Komunitas menyampaikan bahwa Agustus sejatinya adalah bulan kebangsaan, bulan yang diisi dengan semangat nasionalisme dan perlawanan terhadap watak kolonial. Namun tahun 2024 ini, bulan Agustus harus tercoreng dengan aksi dan mental culas dari para elitE politik pemerintahan Republik Indonesia. Masyarakat dipertontonkan secara gamblang serangkaian aksi politik kekuasan oleh para elite yang telah memporakporandakan landasan filosofis dan etis bernegara dan membuayarkan cita-cita demokrasi substansial.
Oleh karena itu, komunitas Indonesia di Belanda peduli Demokrasi tidak tinggal diam melihat kondisi genting ini. Salah satu pendukung pernyataan sikap ini mengatakan bahwa: "Sebagai warga negara yang setia pada hati nurani dan amanat rakyat, kami tidak akan tinggal diam meskipun kami secara fisik jauh dari Indonesia, tapi kami secara moril mendukung aksi perlawanan yang terjadi di tanah air."
Pernyataan Sikap ini telah mendapatkan dukungan 186 orang yang terdiri atas mahasiswa, aktivis, dan diaspora Indonesia di Belanda dan sepuluh orang di antaranya tidak bersedia namanya dicantumkan dalam siaran pers.
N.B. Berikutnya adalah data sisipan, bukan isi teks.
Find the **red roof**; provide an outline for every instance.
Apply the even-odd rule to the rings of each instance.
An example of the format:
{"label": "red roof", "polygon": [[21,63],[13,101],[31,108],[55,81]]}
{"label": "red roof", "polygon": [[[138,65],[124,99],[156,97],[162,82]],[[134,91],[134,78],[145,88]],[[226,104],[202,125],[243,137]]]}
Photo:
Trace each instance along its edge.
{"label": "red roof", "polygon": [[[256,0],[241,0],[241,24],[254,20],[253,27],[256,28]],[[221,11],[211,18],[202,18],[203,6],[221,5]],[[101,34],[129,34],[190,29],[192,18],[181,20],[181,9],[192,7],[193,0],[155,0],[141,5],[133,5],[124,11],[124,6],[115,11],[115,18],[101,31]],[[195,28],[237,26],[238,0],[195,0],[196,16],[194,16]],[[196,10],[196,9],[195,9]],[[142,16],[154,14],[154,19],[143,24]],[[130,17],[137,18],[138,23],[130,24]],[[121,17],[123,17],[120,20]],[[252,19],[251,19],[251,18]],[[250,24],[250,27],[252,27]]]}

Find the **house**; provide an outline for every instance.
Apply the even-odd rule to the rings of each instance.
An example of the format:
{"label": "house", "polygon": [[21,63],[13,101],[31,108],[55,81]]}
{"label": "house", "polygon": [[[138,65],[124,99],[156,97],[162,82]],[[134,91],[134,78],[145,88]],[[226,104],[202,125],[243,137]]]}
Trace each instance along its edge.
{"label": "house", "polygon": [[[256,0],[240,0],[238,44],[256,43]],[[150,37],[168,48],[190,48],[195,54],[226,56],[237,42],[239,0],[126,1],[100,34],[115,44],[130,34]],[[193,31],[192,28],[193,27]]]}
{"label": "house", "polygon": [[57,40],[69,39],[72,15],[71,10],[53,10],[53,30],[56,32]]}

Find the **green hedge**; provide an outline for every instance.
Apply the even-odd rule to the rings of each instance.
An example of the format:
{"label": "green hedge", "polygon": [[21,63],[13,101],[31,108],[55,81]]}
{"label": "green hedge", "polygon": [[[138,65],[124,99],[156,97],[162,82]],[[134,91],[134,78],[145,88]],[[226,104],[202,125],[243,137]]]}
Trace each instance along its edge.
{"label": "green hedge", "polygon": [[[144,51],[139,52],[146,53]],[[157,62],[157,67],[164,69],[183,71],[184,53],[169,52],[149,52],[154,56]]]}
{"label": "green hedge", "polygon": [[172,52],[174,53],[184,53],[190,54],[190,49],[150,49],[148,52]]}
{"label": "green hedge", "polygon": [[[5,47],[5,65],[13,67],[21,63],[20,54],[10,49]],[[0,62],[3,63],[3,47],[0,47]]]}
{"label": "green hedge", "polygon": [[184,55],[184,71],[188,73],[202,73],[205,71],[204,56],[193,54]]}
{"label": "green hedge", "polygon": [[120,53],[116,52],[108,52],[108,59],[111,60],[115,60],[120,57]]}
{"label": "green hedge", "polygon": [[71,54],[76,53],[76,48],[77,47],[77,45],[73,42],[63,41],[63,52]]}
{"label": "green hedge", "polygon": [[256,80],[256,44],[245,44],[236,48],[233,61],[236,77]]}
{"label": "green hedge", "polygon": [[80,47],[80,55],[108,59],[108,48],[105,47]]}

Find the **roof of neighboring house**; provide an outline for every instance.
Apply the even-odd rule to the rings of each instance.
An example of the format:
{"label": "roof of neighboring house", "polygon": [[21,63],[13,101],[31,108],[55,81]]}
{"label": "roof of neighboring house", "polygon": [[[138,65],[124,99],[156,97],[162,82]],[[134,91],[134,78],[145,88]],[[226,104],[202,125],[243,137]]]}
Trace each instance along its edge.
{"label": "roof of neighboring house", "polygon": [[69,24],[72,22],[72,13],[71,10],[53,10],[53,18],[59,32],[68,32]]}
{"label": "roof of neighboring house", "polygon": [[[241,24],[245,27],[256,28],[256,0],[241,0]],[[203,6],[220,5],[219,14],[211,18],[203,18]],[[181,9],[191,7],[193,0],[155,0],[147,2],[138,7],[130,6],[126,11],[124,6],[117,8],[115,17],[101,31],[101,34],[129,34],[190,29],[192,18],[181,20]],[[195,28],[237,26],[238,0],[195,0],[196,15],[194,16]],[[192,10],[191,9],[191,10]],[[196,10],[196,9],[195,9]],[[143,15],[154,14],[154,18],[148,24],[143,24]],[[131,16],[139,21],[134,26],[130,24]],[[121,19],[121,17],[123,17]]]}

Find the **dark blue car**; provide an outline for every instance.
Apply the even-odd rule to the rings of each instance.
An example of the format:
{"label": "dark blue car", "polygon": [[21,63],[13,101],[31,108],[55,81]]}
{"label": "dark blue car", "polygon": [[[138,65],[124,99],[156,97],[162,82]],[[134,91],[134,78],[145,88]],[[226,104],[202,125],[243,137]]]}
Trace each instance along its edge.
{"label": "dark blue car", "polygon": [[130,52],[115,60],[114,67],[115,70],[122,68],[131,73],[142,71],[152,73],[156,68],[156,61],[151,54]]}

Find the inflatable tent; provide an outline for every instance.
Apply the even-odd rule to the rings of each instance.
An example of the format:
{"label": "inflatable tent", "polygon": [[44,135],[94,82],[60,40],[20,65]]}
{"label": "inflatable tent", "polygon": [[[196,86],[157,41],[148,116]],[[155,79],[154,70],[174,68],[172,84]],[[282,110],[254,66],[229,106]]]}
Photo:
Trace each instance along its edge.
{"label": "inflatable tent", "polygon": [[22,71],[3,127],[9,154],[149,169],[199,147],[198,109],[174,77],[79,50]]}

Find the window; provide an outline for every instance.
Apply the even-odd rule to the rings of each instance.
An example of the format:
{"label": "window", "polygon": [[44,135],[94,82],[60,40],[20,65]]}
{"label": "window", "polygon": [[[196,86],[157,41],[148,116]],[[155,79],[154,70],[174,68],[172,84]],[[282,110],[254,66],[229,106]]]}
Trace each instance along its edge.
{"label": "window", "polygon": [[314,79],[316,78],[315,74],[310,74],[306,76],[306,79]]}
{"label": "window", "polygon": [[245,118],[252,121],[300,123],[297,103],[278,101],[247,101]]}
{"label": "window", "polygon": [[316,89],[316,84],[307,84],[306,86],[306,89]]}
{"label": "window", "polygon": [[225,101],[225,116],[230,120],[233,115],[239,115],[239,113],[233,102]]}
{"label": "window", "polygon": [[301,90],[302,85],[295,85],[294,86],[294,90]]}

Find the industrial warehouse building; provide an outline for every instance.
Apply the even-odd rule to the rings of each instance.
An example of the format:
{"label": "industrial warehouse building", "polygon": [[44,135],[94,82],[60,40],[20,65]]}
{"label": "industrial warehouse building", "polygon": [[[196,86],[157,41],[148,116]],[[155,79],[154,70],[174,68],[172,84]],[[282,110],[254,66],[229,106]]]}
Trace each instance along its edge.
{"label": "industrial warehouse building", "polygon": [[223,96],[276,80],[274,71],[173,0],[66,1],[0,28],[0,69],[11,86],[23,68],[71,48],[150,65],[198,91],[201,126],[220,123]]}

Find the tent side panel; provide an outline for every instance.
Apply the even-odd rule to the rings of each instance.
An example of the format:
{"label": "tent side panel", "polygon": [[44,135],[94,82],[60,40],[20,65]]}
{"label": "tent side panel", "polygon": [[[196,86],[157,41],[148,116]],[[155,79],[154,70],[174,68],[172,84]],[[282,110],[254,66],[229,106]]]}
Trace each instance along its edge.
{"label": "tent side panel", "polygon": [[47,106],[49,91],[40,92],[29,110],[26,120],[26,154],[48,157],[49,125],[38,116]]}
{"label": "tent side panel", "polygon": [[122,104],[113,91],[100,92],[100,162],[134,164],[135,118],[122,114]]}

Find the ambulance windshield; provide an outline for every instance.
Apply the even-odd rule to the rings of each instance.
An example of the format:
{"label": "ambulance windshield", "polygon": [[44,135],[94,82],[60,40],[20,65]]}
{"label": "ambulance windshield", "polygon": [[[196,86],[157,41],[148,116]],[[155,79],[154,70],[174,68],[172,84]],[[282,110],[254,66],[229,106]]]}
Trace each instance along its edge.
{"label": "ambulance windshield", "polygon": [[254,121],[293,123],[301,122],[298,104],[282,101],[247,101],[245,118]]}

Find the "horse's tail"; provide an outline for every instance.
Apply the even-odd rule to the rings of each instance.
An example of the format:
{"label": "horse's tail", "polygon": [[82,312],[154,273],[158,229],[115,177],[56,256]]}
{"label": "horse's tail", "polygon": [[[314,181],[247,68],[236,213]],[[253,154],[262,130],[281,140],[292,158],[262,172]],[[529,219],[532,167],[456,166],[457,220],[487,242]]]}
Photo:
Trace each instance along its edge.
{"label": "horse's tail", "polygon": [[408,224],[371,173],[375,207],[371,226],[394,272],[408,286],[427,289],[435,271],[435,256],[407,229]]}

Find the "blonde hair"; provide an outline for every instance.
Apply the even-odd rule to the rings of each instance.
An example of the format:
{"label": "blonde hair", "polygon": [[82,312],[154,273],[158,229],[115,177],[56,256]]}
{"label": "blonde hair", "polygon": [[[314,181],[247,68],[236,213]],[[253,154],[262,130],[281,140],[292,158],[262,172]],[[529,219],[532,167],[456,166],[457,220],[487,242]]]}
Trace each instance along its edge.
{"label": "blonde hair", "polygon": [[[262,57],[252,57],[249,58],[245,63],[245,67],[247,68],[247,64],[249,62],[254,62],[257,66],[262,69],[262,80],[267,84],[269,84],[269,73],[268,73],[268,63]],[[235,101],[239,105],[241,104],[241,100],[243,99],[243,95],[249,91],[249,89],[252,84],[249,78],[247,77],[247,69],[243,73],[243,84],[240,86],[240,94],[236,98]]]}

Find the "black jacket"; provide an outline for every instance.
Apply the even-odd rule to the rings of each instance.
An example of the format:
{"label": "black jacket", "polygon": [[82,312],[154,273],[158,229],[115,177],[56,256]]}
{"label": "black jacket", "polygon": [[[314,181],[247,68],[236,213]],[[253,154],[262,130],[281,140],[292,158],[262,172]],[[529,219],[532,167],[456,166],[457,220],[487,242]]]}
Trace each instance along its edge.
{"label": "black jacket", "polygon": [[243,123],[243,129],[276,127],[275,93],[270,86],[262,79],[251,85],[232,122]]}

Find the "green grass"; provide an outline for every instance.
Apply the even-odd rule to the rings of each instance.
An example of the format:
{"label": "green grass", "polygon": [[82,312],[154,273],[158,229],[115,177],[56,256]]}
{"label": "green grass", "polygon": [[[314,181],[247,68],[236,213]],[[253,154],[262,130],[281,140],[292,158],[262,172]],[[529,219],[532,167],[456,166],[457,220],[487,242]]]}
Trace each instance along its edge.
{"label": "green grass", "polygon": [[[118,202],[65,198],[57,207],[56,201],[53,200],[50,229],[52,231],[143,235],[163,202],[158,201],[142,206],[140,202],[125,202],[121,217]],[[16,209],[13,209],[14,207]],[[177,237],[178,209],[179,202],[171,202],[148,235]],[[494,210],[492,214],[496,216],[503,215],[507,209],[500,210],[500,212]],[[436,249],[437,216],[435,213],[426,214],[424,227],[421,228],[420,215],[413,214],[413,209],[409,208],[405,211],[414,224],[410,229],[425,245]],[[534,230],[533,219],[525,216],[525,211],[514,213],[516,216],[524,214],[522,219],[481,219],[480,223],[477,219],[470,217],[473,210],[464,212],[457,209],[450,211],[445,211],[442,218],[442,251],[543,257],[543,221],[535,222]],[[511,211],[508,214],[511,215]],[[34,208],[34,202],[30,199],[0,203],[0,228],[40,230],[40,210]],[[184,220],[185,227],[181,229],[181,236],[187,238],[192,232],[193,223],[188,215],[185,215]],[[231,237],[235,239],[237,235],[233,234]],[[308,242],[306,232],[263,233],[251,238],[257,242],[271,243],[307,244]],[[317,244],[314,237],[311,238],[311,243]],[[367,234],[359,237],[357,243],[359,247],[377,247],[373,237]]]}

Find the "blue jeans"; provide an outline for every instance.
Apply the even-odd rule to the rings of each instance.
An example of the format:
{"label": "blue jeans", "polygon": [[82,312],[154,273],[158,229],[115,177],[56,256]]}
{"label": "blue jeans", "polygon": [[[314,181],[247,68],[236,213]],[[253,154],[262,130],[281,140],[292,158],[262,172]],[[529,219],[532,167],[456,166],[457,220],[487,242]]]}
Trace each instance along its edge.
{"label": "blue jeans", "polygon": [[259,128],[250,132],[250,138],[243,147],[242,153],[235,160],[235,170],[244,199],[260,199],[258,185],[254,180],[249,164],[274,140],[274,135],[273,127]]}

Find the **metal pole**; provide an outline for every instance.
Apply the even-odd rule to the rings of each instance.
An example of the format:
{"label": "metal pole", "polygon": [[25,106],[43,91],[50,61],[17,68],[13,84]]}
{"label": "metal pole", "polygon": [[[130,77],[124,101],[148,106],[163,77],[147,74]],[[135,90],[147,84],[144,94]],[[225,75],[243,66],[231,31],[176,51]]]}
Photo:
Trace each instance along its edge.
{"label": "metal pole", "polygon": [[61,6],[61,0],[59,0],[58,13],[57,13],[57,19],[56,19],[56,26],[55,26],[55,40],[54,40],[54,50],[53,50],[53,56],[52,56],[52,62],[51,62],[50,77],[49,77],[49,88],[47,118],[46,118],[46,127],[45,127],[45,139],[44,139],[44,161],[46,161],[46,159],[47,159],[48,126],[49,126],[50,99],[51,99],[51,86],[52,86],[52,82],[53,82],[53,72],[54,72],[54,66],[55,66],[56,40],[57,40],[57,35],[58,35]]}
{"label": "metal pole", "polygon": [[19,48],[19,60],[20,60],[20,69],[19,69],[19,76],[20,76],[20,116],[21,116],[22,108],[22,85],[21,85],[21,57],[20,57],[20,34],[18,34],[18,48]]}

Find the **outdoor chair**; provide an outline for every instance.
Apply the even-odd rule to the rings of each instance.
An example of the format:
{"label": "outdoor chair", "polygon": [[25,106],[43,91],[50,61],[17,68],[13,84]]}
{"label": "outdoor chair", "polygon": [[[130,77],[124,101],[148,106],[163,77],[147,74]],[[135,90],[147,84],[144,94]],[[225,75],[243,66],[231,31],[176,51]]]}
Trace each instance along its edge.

Hal ini membuktikan bahwa banyak orang Indonesia di Belanda peduli dengan perlindungan terhadap nilai-nilai demokrasi serta dukungan kepada gerakan prodemokrasi di Indonesia.
Pernyataan Sikap Komunitas Indonesia di Belanda Peduli Demokrasi
1. Mendukung keputusan Mahkamah Konstitusi untuk menurunkan ambang batas minimum (treshold) kursi parlemen sebagai syarat untuk pengusungan calon eksekutif pada semua level, dari tingkat kabupaten/kota, provinsi hingga negara agar tercipta demokrasi yang sehat dengan prinsip kekuatan penyeimbang yang kuat;
2. Menyerukan kepada jajaran elite untuk menjunjung tinggi etika politik dalam menjalankan tugas-tugas pemerintahan, menciptakan pemerintahan yang adil sesuai Undang-Undang Dasar 1945 dan mengembalikan kehidupan kenegaraan yang didasarkan pada amanat rakyat;
3. Menuntut elite politik untuk menghentikan semua manuver membegal hukum dan konstitusi untuk kepentingan pelanggengan kekuasaan oligarki dan praktik-praktik dinasti yang merusak sendi-sendi kebangsaan;
4. Mendukung penguatan gerakan masyarakat sipil untuk menjaga demokrasi dan semangat reformasi serta menyerukan semangat persatuan bangsa di tengah-tengah upaya adu domba yang dijalankan rezim penguasa.
5. Menghimbau masyarakat Indonesia secara luas untuk tetap mendukung secara moral dan material perlawanan kelompok-kelompok masyarakat sipil terhadap praktik-praktik perekayasaan hukum untuk kepentingan penguasa.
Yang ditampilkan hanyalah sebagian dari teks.